LSAT Demon scholarship estimator: predict your law school merit aid

By the Scholarship editorial desk  ·  Last updated 25 June 2026  ·  Verified against official program sources  ·  4 min read

The LSAT Demon scholarship estimator is a free tool from the LSAT Demon prep platform that predicts how much scholarship money law schools are likely to offer you. It exists to make one point vividly: a higher LSAT score can be worth tens of thousands of dollars, sometimes a full ride.

Quick answer
The LSAT Demon scholarship estimator is a free calculator that predicts your likely law school scholarship based on your GPA and LSAT score, drawing on ABA 509 reports and historical data. You enter your numbers and target schools, and it shows where your stats fall against each school’s medians. It is numbers-driven, tends to read conservative, and is a planning tool rather than a guarantee.

Core eligibility and award details

Like any estimator, it awards nothing itself. Its job is to translate LSAT points into dollars so you can decide whether to retake the test, which schools to target, and how much leverage you carry into negotiations. Scoring above a school’s median is what unlocks the largest offers, and a single point can shift you from a partial scholarship to a full one.

Key detail What to know
What it is Free law school scholarship predictor
Made by LSAT Demon (founders Ben Olson and Nathan Fox)
Inputs GPA and LSAT score (or practice average)
Data ABA 509 reports and historical scholarship data
Cost Free, no credit card needed
Bias Often conservative; real offers can be higher

The estimator is built on the fact that the ABA requires every law school to publish its scholarship and LSAT and GPA data each year, so its predictions rest on real disclosures rather than guesswork. LSAT Demon was founded by Ben Olson and Nathan Fox, and the tool sits alongside free extras like a score converter and a rankings history viewer. A free account also adds official practice tests and live classes.

Deadlines and timeline

There is no deadline to use the estimator, but the offers it predicts are time-sensitive. Scholarship budgets are largest at the start of the admissions cycle, so the same numbers earn more in September and October than in February. Run it before you build your list, then again if you improve your LSAT.

Stage When
Take a real or practice LSAT Before estimating
Run the estimator across schools List-building stage
Apply early in the cycle For the biggest offers
Reconsideration requests After acceptances, with peer offers

How to apply, step by step

  1. Open the estimator and enter your highest LSAT or a realistic practice average.
  2. Add your undergraduate GPA.
  3. Select the law schools you are considering.
  4. Read the result as a range and note how each LSAT point changes the dollar figure.
  5. Model a higher score to decide whether a retake is worth it financially.

Required documents

  • An LSAT score or honest practice-test average
  • Your undergraduate GPA
  • A list of target law schools
  • Notes or screenshots to support later negotiation

Selection criteria and renewal conditions

The estimator cannot read your personal statement, resume, or background, and it is least reliable at the very top schools where holistic review dominates. It weights the LSAT heavily because that score drives school rankings and therefore merit budgets. Use it alongside one or two other calculators and treat every figure as a guide, not a promise.

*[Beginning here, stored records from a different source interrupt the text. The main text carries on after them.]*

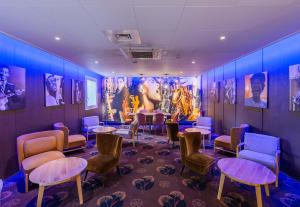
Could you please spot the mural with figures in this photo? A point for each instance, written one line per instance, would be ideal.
(175, 95)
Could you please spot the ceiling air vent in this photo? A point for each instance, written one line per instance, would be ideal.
(142, 53)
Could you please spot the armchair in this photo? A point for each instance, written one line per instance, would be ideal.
(191, 157)
(71, 142)
(109, 147)
(89, 123)
(267, 154)
(38, 148)
(129, 131)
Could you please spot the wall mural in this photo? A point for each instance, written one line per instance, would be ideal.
(230, 91)
(256, 90)
(169, 94)
(54, 85)
(12, 88)
(294, 76)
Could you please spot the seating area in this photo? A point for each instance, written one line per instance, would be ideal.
(141, 103)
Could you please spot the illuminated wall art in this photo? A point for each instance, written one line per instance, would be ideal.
(294, 76)
(256, 90)
(12, 88)
(54, 93)
(124, 95)
(230, 91)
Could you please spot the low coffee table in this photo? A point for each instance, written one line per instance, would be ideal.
(246, 172)
(204, 132)
(56, 172)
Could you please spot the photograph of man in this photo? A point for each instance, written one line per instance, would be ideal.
(230, 91)
(294, 76)
(77, 91)
(53, 90)
(256, 93)
(121, 95)
(12, 88)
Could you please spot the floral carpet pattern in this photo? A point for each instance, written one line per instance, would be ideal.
(151, 178)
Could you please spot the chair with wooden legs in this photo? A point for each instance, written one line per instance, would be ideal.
(110, 148)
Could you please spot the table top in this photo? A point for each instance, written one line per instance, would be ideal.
(149, 114)
(104, 129)
(202, 131)
(246, 171)
(58, 171)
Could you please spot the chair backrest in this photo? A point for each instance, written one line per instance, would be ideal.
(262, 143)
(158, 118)
(90, 121)
(193, 141)
(38, 142)
(172, 130)
(236, 136)
(65, 129)
(109, 144)
(141, 118)
(204, 121)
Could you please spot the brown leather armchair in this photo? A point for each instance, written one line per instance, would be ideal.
(110, 148)
(38, 148)
(71, 142)
(191, 157)
(229, 143)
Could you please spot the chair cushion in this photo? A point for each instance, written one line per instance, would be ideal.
(35, 161)
(199, 162)
(253, 142)
(76, 140)
(101, 163)
(223, 141)
(38, 145)
(265, 159)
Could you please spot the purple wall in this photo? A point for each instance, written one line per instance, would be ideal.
(276, 120)
(35, 116)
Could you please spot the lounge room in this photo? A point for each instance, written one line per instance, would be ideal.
(138, 103)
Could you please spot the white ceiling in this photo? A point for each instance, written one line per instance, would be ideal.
(186, 29)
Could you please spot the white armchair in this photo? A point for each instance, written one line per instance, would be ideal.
(261, 148)
(89, 123)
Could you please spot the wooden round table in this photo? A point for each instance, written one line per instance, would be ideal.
(246, 172)
(204, 132)
(56, 172)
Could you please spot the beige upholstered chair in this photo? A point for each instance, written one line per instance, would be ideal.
(110, 148)
(71, 142)
(191, 157)
(130, 131)
(38, 148)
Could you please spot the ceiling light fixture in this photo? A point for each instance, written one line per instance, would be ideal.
(223, 37)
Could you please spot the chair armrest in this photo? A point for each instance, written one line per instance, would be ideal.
(239, 147)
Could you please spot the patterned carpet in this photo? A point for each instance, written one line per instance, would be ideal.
(151, 178)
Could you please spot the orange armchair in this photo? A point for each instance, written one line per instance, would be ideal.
(38, 148)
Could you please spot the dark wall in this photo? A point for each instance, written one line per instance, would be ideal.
(276, 120)
(35, 116)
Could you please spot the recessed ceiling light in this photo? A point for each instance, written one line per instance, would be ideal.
(223, 37)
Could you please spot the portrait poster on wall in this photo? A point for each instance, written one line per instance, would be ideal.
(294, 78)
(54, 85)
(214, 92)
(256, 90)
(230, 91)
(77, 91)
(12, 88)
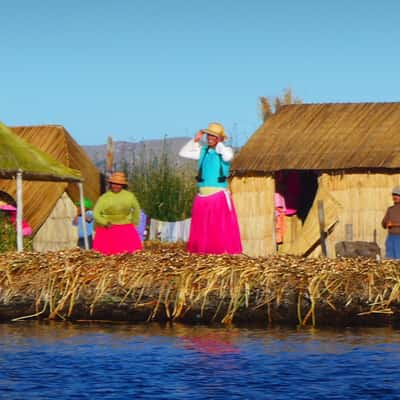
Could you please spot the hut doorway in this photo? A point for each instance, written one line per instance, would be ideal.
(295, 192)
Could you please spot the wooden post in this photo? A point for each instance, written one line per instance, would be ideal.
(83, 214)
(20, 205)
(321, 219)
(349, 232)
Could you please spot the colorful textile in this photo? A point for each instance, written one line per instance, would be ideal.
(393, 246)
(170, 231)
(89, 224)
(11, 210)
(117, 208)
(141, 227)
(212, 169)
(117, 239)
(214, 228)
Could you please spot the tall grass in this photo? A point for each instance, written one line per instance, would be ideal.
(163, 184)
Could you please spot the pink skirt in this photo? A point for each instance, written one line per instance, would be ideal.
(214, 228)
(117, 239)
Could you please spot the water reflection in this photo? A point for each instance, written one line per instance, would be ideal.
(117, 361)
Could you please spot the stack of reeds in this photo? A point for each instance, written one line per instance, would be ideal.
(164, 283)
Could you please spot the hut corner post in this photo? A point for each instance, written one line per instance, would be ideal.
(321, 219)
(20, 242)
(83, 214)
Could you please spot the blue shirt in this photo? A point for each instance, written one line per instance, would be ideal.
(89, 225)
(211, 162)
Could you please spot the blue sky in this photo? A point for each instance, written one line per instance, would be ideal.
(145, 69)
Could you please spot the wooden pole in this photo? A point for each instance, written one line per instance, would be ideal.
(20, 205)
(83, 214)
(321, 219)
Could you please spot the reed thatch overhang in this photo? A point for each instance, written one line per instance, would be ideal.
(17, 155)
(56, 141)
(40, 196)
(337, 136)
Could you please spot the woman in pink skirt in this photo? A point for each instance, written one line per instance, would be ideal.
(116, 214)
(214, 227)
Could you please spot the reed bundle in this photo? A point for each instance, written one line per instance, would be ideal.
(164, 282)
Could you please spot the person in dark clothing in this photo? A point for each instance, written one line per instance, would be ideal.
(391, 222)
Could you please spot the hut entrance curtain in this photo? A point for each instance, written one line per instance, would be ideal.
(310, 233)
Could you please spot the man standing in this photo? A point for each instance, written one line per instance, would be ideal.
(391, 222)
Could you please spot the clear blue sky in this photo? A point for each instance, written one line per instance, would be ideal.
(145, 69)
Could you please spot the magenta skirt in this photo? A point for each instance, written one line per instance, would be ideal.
(117, 239)
(214, 228)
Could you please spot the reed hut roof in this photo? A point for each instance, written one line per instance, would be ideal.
(40, 197)
(16, 154)
(337, 136)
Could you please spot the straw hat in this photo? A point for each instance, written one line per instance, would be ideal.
(119, 178)
(216, 129)
(396, 190)
(87, 202)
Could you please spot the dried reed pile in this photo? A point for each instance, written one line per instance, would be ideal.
(164, 282)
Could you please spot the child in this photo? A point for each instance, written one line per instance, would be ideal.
(77, 221)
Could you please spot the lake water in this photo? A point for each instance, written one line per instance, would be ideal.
(99, 361)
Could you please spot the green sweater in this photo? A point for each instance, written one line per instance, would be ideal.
(117, 209)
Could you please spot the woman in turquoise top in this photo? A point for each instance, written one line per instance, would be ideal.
(116, 214)
(214, 227)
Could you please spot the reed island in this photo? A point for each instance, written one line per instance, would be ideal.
(165, 283)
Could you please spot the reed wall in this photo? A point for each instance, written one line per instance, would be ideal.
(58, 233)
(254, 202)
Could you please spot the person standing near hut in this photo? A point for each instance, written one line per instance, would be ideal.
(77, 221)
(116, 213)
(391, 222)
(214, 227)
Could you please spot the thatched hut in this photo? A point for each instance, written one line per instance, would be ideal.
(49, 206)
(346, 159)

Run the estimator with your current number, then again with a score one or two points higher to see the dollar difference, because that gap is often larger than students expect and can justify a retake on its own. Apply in September or October rather than February, since merit budgets shrink steadily as the cycle runs.

Official source and application link

Always apply through the official source below and confirm current-cycle dates there before you submit.

Open the LSAT Demon scholarship estimator

Supporting trust and usability notes

For the wider picture of how these tools work and which others exist, read the companion law school scholarship calculator guide. If you are also chasing outside awards to cut law school costs further, the merit-and-essay programs in the Gen and Kelly Tanabe scholarship guide are open to graduate students too, and platform tools like ScholarshipOwl can speed up the search.

TLDR
The LSAT Demon scholarship estimator is a free tool that turns your LSAT and GPA into a predicted law school scholarship using ABA 509 data. It is conservative and numbers-only, so use it to plan a retake, target schools, and negotiate, not as a guarantee.